Regarding the future of internal combustion engine (ICE) technology
in its line-up, which has been key to the evocative nature of the
brand's products, Winkelmann said that it was still unclear. He
said, "It could be that for the super-sports car business, we have
an extended period of hybridization if this is allowed by
homologation, sustainability rules and maybe by synthetic fuels.

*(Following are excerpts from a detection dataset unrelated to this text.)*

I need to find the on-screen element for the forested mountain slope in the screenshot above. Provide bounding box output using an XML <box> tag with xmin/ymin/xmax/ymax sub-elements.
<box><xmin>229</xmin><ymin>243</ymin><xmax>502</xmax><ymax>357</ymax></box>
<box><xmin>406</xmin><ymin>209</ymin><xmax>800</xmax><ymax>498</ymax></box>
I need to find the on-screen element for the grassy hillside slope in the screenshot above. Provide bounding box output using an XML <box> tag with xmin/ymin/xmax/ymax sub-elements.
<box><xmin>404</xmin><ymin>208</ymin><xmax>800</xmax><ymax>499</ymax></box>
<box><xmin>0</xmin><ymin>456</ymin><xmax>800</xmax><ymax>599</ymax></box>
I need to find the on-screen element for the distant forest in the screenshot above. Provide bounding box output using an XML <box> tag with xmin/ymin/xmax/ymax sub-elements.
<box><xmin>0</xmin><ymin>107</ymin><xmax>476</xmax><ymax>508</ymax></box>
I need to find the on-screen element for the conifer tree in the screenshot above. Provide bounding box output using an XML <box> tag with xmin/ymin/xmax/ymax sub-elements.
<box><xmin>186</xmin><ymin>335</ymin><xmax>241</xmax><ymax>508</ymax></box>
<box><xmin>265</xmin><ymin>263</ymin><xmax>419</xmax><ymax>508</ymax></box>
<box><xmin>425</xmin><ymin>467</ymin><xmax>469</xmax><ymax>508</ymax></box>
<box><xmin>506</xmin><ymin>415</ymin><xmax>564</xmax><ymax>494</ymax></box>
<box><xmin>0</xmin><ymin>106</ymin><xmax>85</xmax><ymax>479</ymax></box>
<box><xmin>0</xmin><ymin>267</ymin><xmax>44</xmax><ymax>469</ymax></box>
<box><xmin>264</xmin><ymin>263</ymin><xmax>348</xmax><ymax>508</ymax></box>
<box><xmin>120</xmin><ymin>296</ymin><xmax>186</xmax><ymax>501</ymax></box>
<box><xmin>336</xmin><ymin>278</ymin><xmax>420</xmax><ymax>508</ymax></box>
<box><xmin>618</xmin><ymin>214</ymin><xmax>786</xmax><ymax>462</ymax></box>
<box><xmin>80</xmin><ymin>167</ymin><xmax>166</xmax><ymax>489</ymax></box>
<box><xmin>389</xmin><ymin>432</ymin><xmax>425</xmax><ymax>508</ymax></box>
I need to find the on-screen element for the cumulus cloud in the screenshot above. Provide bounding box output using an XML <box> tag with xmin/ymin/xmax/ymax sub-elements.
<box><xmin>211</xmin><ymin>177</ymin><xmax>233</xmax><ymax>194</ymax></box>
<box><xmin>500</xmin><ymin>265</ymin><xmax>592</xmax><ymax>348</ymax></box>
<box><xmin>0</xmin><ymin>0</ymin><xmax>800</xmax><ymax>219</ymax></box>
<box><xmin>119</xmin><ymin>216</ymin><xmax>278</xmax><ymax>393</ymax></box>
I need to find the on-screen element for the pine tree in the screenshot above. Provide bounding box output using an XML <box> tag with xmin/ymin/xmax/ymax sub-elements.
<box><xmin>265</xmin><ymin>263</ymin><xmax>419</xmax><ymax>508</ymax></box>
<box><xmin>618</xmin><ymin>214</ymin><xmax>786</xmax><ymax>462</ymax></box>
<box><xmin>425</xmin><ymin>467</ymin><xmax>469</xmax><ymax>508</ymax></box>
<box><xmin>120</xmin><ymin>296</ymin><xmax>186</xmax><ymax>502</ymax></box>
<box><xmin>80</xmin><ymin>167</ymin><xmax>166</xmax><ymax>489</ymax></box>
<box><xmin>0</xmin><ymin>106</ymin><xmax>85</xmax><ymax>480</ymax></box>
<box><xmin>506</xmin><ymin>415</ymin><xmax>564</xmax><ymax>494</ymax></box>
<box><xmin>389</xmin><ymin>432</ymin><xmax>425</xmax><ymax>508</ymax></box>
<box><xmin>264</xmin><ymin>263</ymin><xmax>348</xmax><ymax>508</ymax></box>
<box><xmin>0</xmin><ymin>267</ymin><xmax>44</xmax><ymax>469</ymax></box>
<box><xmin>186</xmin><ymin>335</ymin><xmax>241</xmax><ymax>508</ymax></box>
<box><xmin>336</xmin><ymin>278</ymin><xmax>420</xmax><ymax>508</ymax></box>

This is a door we're leaving open so far." The comments made by
Winkelmann indicate that the automaker no longer plans to introduce
its first BEV in 2028 as initially planned. Part of the reason for
this could be down to the ICE powertrain being an intrinsic part of
the character of its products, alongside the dramatic styling.
While this is especially the case for its sports car, the engine
also contributes to the appeal of the current Urus, and this will
only be enhanced with an update planned in 2023, which Autocar
suggests will make the vehicle both lighter and more powerful. (IHS
Markit AutoIntelligence's Ian Fletcher)
- The monetary policy committee (MPC) of the South African
Reserve Bank (SARB) decided to increase the policy rate, the repo
rate, by 25 basis points to 3.75% during its January 2022 meeting -
in line with market and IHS Markit's expectations. At the meeting,
the 25-basis-point interest rate hike was supported by four MPC
members, with one MPC member voting for an unchanged interest rate
stance. (IHS Markit Economist Thea
Fourie)
- The central bank has revised upwards its headline inflation
expectations for 2022, with the SARB now expecting inflation to
average 4.9%, up from 4.3% previously. For 2023-24, the SARB
penciled in a headline inflation expectation of 4.5% - the
mid-point of the inflation-target range of 3-6%.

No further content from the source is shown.